Handoyo mengatakan larangan cantrang membuat nelayan kehilangan mata pencahariannya. Menurut dia, peraturan tersebut akan membuat pengangguran semakin meningkat. Sebab, ada ribuan nelayan yang menggunakan alat tangkap cantrang. Handoyo berharap agar Menteri Kelautan dan Perikanan Susi Pudjiastuti merevisi aturan Permen KP Nomor 2 Tahun 2015. Dia meminta Susi dapat memberikan solusi bagi nelayan yang menangkap ikan menggunakan cantrang.
Sekretaris Direktorat Jenderal Perikanan Tangkap Abduh Nurhidajat mengatakan larangan penggunaan alat tangkap trawl tetap dijalankan meski banyak ditolak. Namun, Abduh menjelaskan, meski mendapat banyak penolakan dari beberapa pihak, larangan penggunaan cantrang ini mengacu pada prinsip keberlanjutan sumber daya laut. "Supaya anak cucu kita juga bisa menikmati sumber daya laut," katanya.
Penggunaan alat tangkap cantrang ataupun trawl dianggap tidak ramah lingkungan sebab mata jaring atau diameter sangat halus sehingga dapat mengeruk semua isi laut, seperti terumbu karang. "Ini kan dapat merusak laut," ujar dia. Kementerian Kelautan, kata Abduh, tidak memberikan insentif kepada nelayan. "Kekuatan APBN (anggaran pendapatan dan belanja negara) tidak mungkin mengganti semua, tapi kami akan dorong kerja sama perbankan," ujar dia.
Bukan kali ini saja kebijakan Susi yang membikin gempar dunia perikanan. Nama Susi sebelumnya mencuat setelah ia menenggelamkan kapal-kapal nelayan asing yang menangkap ikan secara ilegal di perairan Indonesia. Akibat kebijakannya itu, Susi diprotes sejumlah negara, seperti Malaysia, Thailand, dan Vietnam. Susi pun sempat dikecam lantaran dia melarang restoran menjual hidangan kepiting bertelur. "Kami belum razia restoran. Restoran juga tidak boleh jual menu kepiting bertelur," ujar Susi.

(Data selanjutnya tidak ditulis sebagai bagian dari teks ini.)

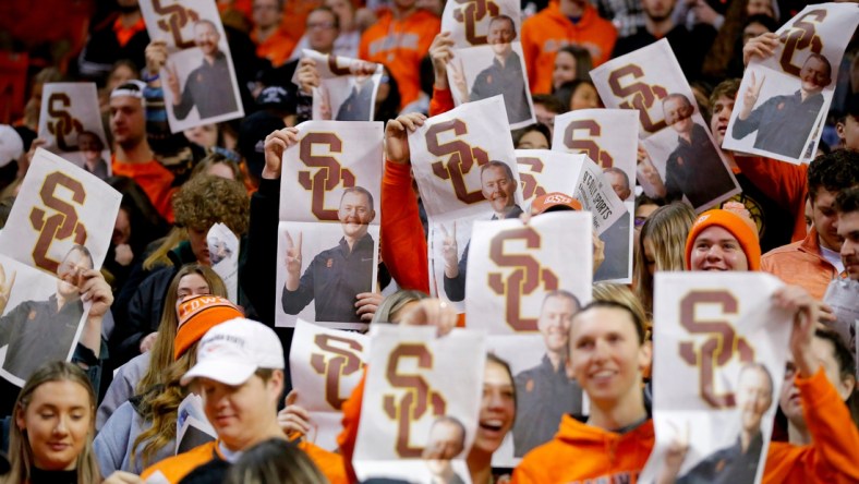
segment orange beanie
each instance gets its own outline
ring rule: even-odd
[[[244,314],[230,301],[202,294],[185,299],[177,308],[179,326],[173,340],[173,359],[178,360],[213,327]]]
[[[706,228],[718,226],[737,238],[737,241],[749,262],[749,270],[761,270],[761,243],[758,241],[758,230],[754,222],[747,217],[721,208],[701,214],[686,239],[686,268],[692,268],[692,246],[698,235]]]

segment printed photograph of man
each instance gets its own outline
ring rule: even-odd
[[[665,190],[668,198],[683,195],[700,208],[735,189],[728,168],[710,141],[706,128],[692,119],[694,107],[682,94],[669,94],[662,100],[665,122],[677,132],[677,147],[665,165]]]
[[[773,96],[755,108],[764,81],[750,74],[731,136],[742,140],[757,131],[755,148],[798,159],[823,107],[823,89],[832,83],[832,65],[825,57],[810,53],[799,71],[799,90]]]
[[[287,280],[281,304],[287,314],[299,314],[315,301],[317,322],[361,323],[358,294],[373,290],[374,242],[367,226],[376,218],[373,195],[362,186],[346,189],[338,218],[343,231],[340,243],[318,253],[301,273],[301,232],[286,232]]]
[[[699,462],[678,484],[754,482],[763,449],[761,422],[773,402],[773,377],[763,364],[748,363],[740,370],[734,395],[740,418],[737,441]]]
[[[182,88],[176,65],[165,65],[162,71],[167,88],[172,94],[176,119],[184,120],[195,106],[202,120],[238,110],[230,62],[220,50],[219,41],[220,34],[214,22],[197,21],[194,25],[194,44],[203,53],[203,62],[191,71]]]
[[[57,269],[57,293],[47,301],[24,301],[7,312],[15,273],[0,266],[0,348],[7,347],[3,370],[27,379],[44,362],[65,360],[84,315],[83,273],[93,269],[93,257],[83,245],[73,245]]]
[[[516,23],[509,16],[498,15],[489,21],[489,32],[486,39],[493,51],[492,65],[477,74],[471,86],[470,95],[461,65],[453,63],[450,66],[453,85],[463,100],[475,101],[488,99],[499,94],[504,95],[507,119],[510,124],[531,119],[522,59],[513,51],[512,46],[516,37]]]
[[[450,461],[465,448],[465,426],[458,419],[445,415],[433,422],[423,455],[433,474],[432,484],[464,484]]]
[[[564,290],[548,292],[543,300],[537,329],[546,354],[537,366],[516,375],[516,457],[552,440],[564,414],[582,413],[582,388],[567,374],[570,323],[579,308],[578,298]]]
[[[494,211],[492,220],[517,218],[522,215],[522,208],[516,204],[517,186],[513,170],[509,165],[492,160],[481,167],[481,191],[492,205]],[[462,258],[457,262],[459,247],[456,223],[450,232],[445,226],[440,227],[444,237],[445,293],[450,301],[462,301],[465,299],[465,267],[469,264],[470,244],[465,245]]]

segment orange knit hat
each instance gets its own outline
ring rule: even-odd
[[[706,228],[718,226],[737,238],[737,241],[749,262],[749,270],[761,269],[761,243],[758,241],[758,230],[754,222],[730,210],[716,208],[701,214],[686,238],[686,268],[692,268],[692,245],[698,235]]]
[[[213,327],[237,317],[244,317],[241,310],[218,295],[193,295],[177,308],[179,326],[173,340],[173,359],[178,360],[192,344]]]

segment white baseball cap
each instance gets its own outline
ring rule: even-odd
[[[198,377],[241,385],[259,368],[282,370],[283,347],[277,334],[255,320],[237,317],[209,329],[197,348],[197,364],[182,376],[182,385]]]
[[[24,141],[14,128],[0,124],[0,167],[15,161],[24,154]]]

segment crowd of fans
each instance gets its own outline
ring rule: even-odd
[[[45,144],[36,131],[46,83],[97,83],[112,168],[102,178],[122,194],[104,267],[87,273],[94,281],[81,287],[97,303],[90,318],[95,311],[101,341],[82,339],[85,348],[72,362],[46,363],[21,389],[3,384],[0,415],[9,416],[0,440],[10,470],[0,483],[135,483],[156,474],[177,483],[355,479],[363,383],[343,404],[337,452],[304,440],[310,416],[292,403],[301,388],[293,390],[286,366],[292,331],[274,323],[283,258],[277,253],[281,155],[297,141],[292,126],[310,119],[311,88],[319,83],[313,61],[301,58],[304,48],[385,68],[374,116],[386,122],[379,289],[396,283],[398,291],[372,298],[360,315],[372,324],[435,325],[440,334],[462,324],[428,297],[426,220],[407,142],[426,116],[452,108],[444,2],[217,4],[246,116],[176,134],[164,106],[169,86],[156,75],[166,45],[147,35],[137,0],[0,8],[10,13],[0,19],[9,33],[0,37],[0,60],[29,52],[23,64],[10,63],[23,65],[22,82],[3,94],[0,117],[9,125],[0,126],[0,215],[8,216]],[[602,107],[592,68],[661,38],[721,144],[743,64],[802,7],[794,0],[522,0],[518,40],[537,123],[512,132],[515,145],[551,147],[557,114]],[[467,457],[473,482],[494,482],[499,472],[522,483],[634,482],[654,444],[654,274],[669,270],[762,270],[789,285],[774,304],[796,314],[793,371],[763,480],[859,482],[855,349],[826,328],[833,316],[822,302],[832,280],[859,280],[858,46],[851,41],[840,63],[810,165],[725,152],[742,192],[702,216],[681,202],[636,197],[632,285],[594,285],[594,302],[568,325],[565,358],[590,397],[590,415],[586,422],[565,415],[555,439],[515,470],[491,465],[516,422],[517,396],[507,363],[489,356],[481,425]],[[631,189],[619,183],[616,191],[626,198]],[[241,241],[233,302],[209,268],[206,234],[218,222]],[[610,388],[589,373],[605,360],[618,375]],[[218,439],[177,455],[177,409],[192,391],[204,397]]]

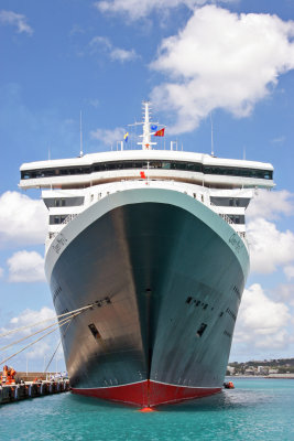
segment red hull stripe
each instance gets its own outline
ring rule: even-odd
[[[155,383],[152,380],[116,387],[72,389],[74,394],[102,398],[111,401],[121,401],[142,407],[152,407],[163,404],[179,402],[193,398],[207,397],[209,395],[217,394],[220,390],[220,387],[185,387],[167,385],[164,383]]]

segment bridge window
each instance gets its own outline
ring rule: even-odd
[[[163,170],[181,170],[187,172],[202,172],[205,174],[218,174],[228,176],[243,176],[253,179],[272,179],[272,171],[269,170],[255,170],[246,168],[230,168],[230,166],[211,166],[202,165],[196,162],[186,161],[113,161],[113,162],[99,162],[91,166],[69,166],[59,169],[43,169],[43,170],[28,170],[21,172],[21,179],[39,179],[39,178],[52,178],[52,176],[65,176],[74,174],[89,174],[92,172],[104,172],[111,170],[130,170],[130,169],[163,169]]]

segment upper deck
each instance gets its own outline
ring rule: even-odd
[[[220,159],[177,150],[154,150],[152,137],[164,129],[150,121],[150,104],[143,103],[142,150],[91,153],[78,158],[31,162],[21,165],[21,189],[86,189],[92,185],[140,179],[177,181],[213,189],[271,189],[273,166],[268,163]],[[127,133],[126,133],[127,135]],[[162,133],[160,135],[162,136]]]
[[[269,163],[173,150],[121,150],[21,165],[21,189],[78,189],[121,180],[174,180],[216,189],[273,187]]]

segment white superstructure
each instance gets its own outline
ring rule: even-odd
[[[79,158],[25,163],[21,189],[42,192],[48,208],[46,249],[75,216],[111,193],[155,187],[182,192],[219,214],[244,239],[246,208],[255,189],[272,189],[269,163],[209,154],[154,150],[149,103],[143,104],[142,150],[91,153]]]

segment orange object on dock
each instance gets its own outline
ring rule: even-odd
[[[142,413],[155,412],[155,409],[153,409],[152,407],[143,407],[142,409],[139,410],[139,412]]]

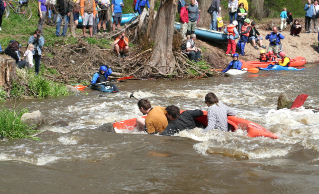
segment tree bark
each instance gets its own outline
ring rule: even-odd
[[[160,74],[172,73],[176,64],[172,41],[176,8],[177,0],[161,0],[154,22],[152,21],[154,9],[150,10],[148,24],[153,25],[148,37],[154,46],[149,64]]]
[[[202,13],[200,13],[200,20],[197,25],[198,27],[207,29],[210,29],[210,27],[212,17],[210,14],[207,12],[207,10],[210,6],[212,1],[212,0],[198,0],[198,8],[202,11]]]
[[[249,4],[249,17],[260,19],[264,15],[264,0],[250,0]]]

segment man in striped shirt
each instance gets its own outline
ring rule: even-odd
[[[228,131],[227,116],[236,115],[236,112],[221,102],[218,102],[217,96],[210,92],[205,96],[205,103],[208,107],[207,113],[208,124],[202,133],[213,129]]]

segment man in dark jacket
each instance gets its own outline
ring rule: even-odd
[[[160,134],[161,135],[171,136],[185,129],[194,129],[197,127],[194,119],[204,114],[200,110],[185,111],[180,114],[178,107],[174,105],[168,106],[165,110],[168,118],[172,122]]]
[[[56,35],[58,37],[60,36],[61,23],[62,19],[63,19],[64,21],[64,25],[63,26],[61,35],[65,36],[66,34],[70,16],[71,15],[72,9],[73,9],[73,6],[72,3],[70,3],[68,0],[57,0],[56,7],[58,7],[58,18],[56,19]]]

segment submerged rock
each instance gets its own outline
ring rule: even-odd
[[[68,88],[68,92],[74,94],[81,94],[80,91],[70,85],[66,85],[66,88]]]
[[[105,131],[106,132],[114,133],[113,125],[111,123],[104,124],[103,125],[98,127],[97,128],[94,129],[94,130]]]
[[[61,126],[61,127],[66,127],[68,126],[68,122],[66,121],[58,121],[54,123],[51,124],[52,126]]]
[[[26,113],[21,117],[21,121],[30,127],[36,126],[34,130],[48,125],[48,121],[46,117],[43,116],[40,111],[34,111],[31,113]]]
[[[294,103],[294,100],[288,96],[287,94],[280,94],[278,98],[278,104],[277,104],[277,110],[284,108],[290,109]]]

Menteri Susi pun sempat dihujani pertanyaan tajam dan kritik oleh pengusaha saat menggelar sosialisasi peraturan pelarangan transshipment atau pemindahan muatan di tengah laut yang dianggap biasa oleh pengusaha perikanan. "Ekspor tuna segar untuk sashimi kan butuh kecepatan pengiriman. Larangan transshipment menyusahkan. Solusinya bagaimana, Bu?" kata Ketua Asosiasi Tuna Indonesia Edi Yowono di kantor Kementerian Kelautan.
Susi sigap menjawab. "Ya, dari main port (pelabuhan besar) saja, Pak," kata Susi. "Ya, pokoknya tidak boleh transshipment. Kalau di darat, it's okay," kata Susi, menegaskan. Menurut Susi, peraturan yang dibuatnya bertujuan menyejahterakan nelayan dan menjaga kedaulatan maritim Indonesia.